The parents, administrators, and coaches involved in this case deserve to be punished harshly. However, this scandal, much like Charles Kushner’s 1998 Harvard donation, which some credit for his son Jared’s admission, presents the general public with a misinformed view of how the wealthy come to dominate the student population at schools like Stanford. Most Stanford families are neither rich enough to donate buildings nor stupid enough to lie about their children’s athletic abilities and test scores. They leverage their influence in a much more covert, structural way. Stanford rewards them for it.
Let’s start with the University’s need-blind admission policy. While generous on its face, pretending all students come from the same financial background inherently disadvantages lower-income students.

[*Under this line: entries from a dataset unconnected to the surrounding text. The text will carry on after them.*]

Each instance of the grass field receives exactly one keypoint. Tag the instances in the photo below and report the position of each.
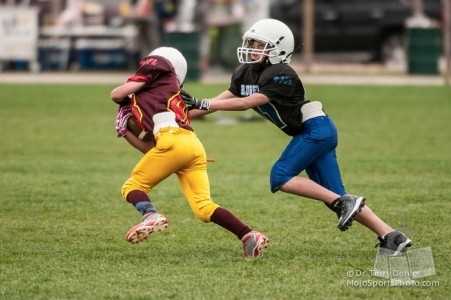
(63, 220)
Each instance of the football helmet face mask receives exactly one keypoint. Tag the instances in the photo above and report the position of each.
(176, 58)
(276, 37)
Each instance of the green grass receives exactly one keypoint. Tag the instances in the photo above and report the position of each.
(63, 220)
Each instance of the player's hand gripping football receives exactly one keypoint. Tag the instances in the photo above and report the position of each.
(123, 113)
(194, 103)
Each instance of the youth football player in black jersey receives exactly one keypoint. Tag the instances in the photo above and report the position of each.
(266, 83)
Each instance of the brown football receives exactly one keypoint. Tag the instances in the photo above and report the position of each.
(136, 130)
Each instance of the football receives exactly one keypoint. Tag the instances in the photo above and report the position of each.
(136, 130)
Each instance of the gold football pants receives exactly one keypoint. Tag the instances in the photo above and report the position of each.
(177, 151)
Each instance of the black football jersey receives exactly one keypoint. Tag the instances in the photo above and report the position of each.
(283, 87)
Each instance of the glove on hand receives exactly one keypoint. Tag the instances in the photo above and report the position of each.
(194, 103)
(123, 113)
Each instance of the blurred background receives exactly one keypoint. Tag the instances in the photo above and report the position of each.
(398, 36)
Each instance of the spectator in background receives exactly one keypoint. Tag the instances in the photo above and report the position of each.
(219, 15)
(166, 11)
(142, 14)
(254, 10)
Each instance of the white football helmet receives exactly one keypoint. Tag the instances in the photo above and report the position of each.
(278, 40)
(176, 58)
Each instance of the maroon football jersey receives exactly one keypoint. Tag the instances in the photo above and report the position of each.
(161, 93)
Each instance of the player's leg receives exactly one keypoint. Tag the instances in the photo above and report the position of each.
(318, 140)
(195, 185)
(156, 165)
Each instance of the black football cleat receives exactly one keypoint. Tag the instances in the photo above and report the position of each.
(350, 207)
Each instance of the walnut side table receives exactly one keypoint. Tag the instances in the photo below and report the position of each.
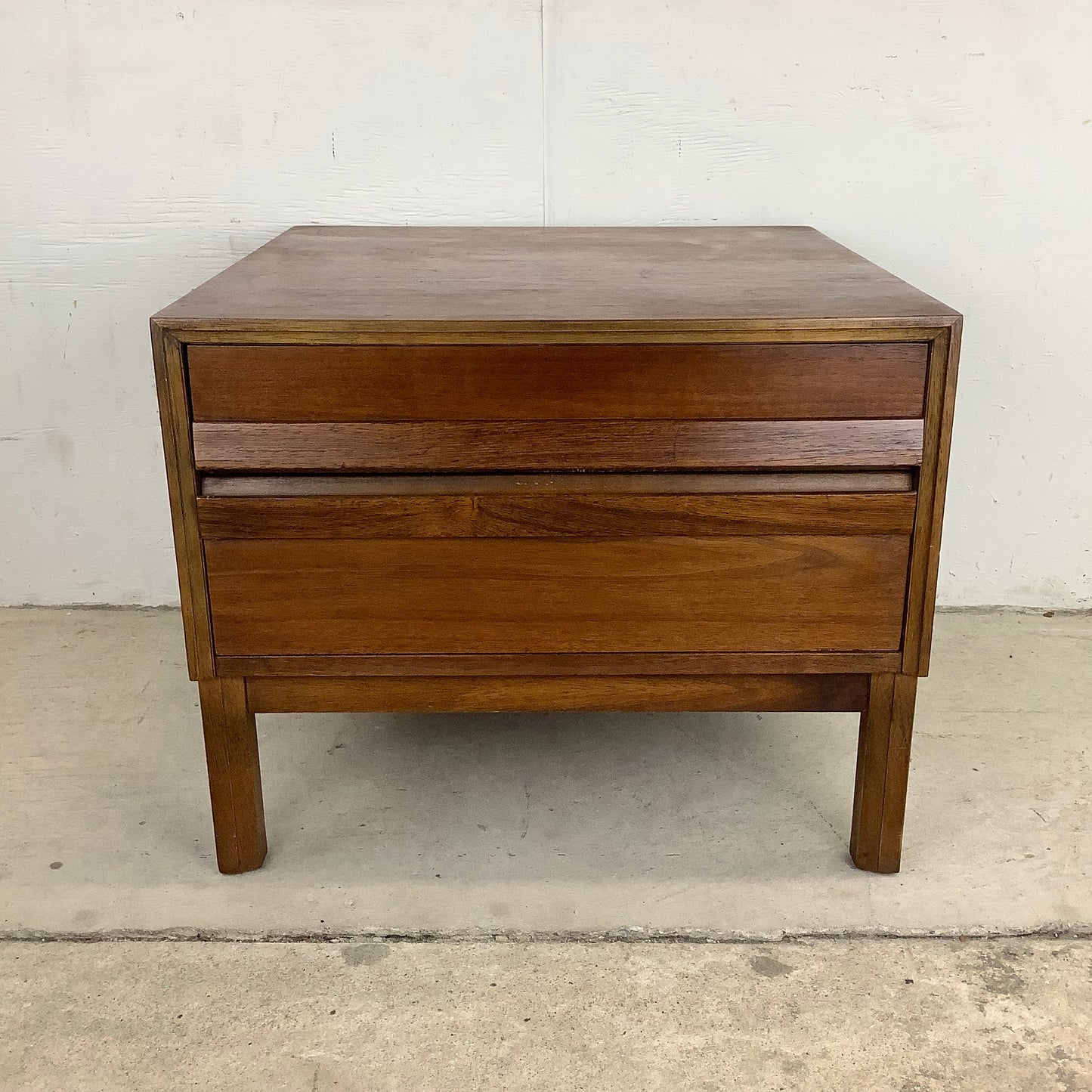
(556, 469)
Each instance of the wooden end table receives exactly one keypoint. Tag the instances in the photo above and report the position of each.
(556, 469)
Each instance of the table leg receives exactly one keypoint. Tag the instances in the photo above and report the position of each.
(235, 782)
(879, 799)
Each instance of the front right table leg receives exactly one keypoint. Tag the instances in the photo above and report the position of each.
(879, 797)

The same can be said for Stanford admissions’ emphasis on extracurricular activities and athletics. Consider two applicants, one from a well-connected Palo Alto family and another from a less affluent home in Fresno. Which kid, regardless of innate academic ability and work ethic, is more likely to have had their parents enter them in math contests at an early age? Who is more likely to be a world-renowned athlete in squash, rowing, lacrosse, and, yes, sailing?
Throw in legacy admissions, a $400M college counseling industry, and SAT test prep and it’s surprising only 17 percent of Stanford’s class comes from the top 1 percent. The vast majority of these students, including myself, got in the “hard way.” No guarantees of admission or whispers in the ears of short-sighted coaches were involved. Our acceptances did, however, represent the manifestation of long-term strategies that are inaccessible to most Americans.
Don’t get me wrong, Stanford was correct to quickly fire Coach Vandemoer, especially after he plead guilty to accepting bribes. And some degree of income inequality at elite schools is inevitable. Stanford can’t stop success-crazed, upper middle class parents from concocting plans to provide their children that golden ticket degree. Nor is Stanford’s necessarily responsible for the plight of the American public school system, which educates 91% of K-12 students in America, but leaves two-thirds of graduating high school seniors unprepared for college-level math and reading.
However, insofar as Stanford has a responsibility to enroll a financially diverse class, the University should not focus solely on the one-off cases in which the morality of bad actors is easy to adjudicate. An admission system rife with unfairness, which implicitly rewards the well-prepared and well-connected who play within the rules, is a far greater contributor to the concentration of wealth on campus than the alleged crimes of the few trying to get around them.